Betsey Rusk, Jeremiah Rusk's second wife, about 1890.

Photo courtesy of the Vernon County Historical Society

Norwegian-Americans will have another chance to learn from noted genealogist Liv Marit Haakenstad Wednesday, March 14, at 10 a.m. at the museum. She is again visiting Wisconsin from Norway for a short time and will be teaching our monthly genealogy class that day. Although this is not the usual day for the class, this date will fit in with her tour schedule.

Liv Marit will be talking to the class about how to do research using Norwegian newspapers and Norwegian-American newspapers. One such newspaper was the Decorah-Posten, published in nearby Decorah, Iowa, from 1874 to 1972, nearly 100 years. This newspaper was very important to immigrant families, relaying news of both Norway and Norwegian settlements around the U.S.

You can learn more about Liv Marit by visiting her website, The genealogy class will be held in the museum’s first-floor conference room, which is handicapped-accessible. Classes are free to members of the Vernon County Historical Society, and $5 for nonmembers. New students are always welcome.

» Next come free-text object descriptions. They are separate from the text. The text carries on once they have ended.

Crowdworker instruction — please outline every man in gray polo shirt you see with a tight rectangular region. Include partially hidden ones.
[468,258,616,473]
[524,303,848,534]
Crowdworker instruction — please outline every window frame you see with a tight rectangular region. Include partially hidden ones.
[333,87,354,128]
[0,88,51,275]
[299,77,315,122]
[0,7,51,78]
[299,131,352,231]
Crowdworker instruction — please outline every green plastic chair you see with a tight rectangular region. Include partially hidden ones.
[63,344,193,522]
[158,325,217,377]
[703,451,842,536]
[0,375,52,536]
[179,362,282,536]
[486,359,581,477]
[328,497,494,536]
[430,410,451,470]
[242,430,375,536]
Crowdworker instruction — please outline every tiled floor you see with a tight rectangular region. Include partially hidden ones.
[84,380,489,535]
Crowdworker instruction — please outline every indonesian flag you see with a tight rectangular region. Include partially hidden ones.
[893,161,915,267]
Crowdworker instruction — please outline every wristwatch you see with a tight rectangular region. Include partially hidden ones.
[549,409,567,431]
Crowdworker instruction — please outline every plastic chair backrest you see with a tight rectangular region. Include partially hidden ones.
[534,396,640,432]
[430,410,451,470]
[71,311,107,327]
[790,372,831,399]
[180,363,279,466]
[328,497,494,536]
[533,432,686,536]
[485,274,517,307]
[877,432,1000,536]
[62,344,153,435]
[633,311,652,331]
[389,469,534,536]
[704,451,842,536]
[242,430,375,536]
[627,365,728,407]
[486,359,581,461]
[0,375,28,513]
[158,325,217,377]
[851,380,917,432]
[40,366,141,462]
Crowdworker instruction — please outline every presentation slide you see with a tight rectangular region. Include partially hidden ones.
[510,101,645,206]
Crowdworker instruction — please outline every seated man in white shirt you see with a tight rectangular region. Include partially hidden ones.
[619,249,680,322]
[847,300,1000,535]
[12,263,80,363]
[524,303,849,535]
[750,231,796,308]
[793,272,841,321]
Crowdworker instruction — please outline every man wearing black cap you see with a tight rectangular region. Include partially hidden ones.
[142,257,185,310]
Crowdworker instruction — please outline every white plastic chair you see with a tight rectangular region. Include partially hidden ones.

Perhaps one of the people mentioned in a long-ago Norwegian-American newspaper was Berta Marie Bergum, also known as Betsey Johnson. The 1884 “History of Vernon County” describes her simply as “Elizabeth, wife of J.M. Rusk,” even though she was, by that point, the First Lady of Wisconsin, her husband being Governor Jeremiah Rusk.

March is Women’s History Month, and a good opportunity to look more closely at Betsey, so often over-shadowed by Jeremiah. She was born Nov. 18, 1838, in Søndre Land, Norway, to John Olson Bergum and Nellie Johnson. In 1849, at age 11, she emigrated to America with her parents, settling on a farm in Coon Prairie.

A few years later, Betsey took a job in nearby Viroqua, working as a maid at the Buckeye House, an inn run by a young man from Ohio named Jeremiah Rusk. Jeremiah had a wife and two small children, Charity and Lycurgus. When his wife Mary died in January of 1856, Betsey may have then become a maid and nanny in the Rusk household. Romance bloomed, and in November of that same year, on Betsey’s 18th birthday, she and Jeremiah were married.

She gave birth to son Alonzo in 1858, and daughter Ida one year later. Then in 1861, Jeremiah went to Madison as a state legislator, and in 1862 he joined the Civil War. For Betsey, 1862 was a year of sadness over the death of little Alonzo, worry as her husband went to war, and joy over the birth of daughter Mary. Betsey must have spent long periods of time running their home alone during the early 1860s.

The Civil War ended in 1865 and Jeremiah came home. But, he was soon off to Madison again, serving in a number of political positions for the next 12 years. It appears that during most of this time, Betsey continued to raise the children and manage the farm in Viroqua. The couple’s last child, son Blaine, was born in 1874.

When Jeremiah became governor in 1882, the family moved to Madison with him for his three terms. There Betsey ran the governor’s mansion and managed its many social occasions. During their time in Madison, daughter Ida died, another grief for her mother.

In 1889, Jeremiah became the U.S. Secretary of Agriculture, and the family moved even farther away, to Washington, D.C. Here Betsey again ran a large home and managed official duties. Her husband retired in March of 1893, and the family returned to their home and farm on the edge of Viroqua. Then Jeremiah died suddenly in November of that same year. The farm was sold, and Betsey and her two remaining children, Mary and Blaine, moved closer into town. It was a time of great change for them, as they dealt with their loss and their new situation.

Blaine died in 1906, and Mary stayed on with her mother, managing the household as Betsey aged. The two spent their winters in California, and the rest of the year in Viroqua. Betsey died Aug. 18, 1919, in Viroqua. She had lived a remarkable life, traveling across the ocean to a pioneer farm and then on to the seats of power of our state’s and our nation’s capitals.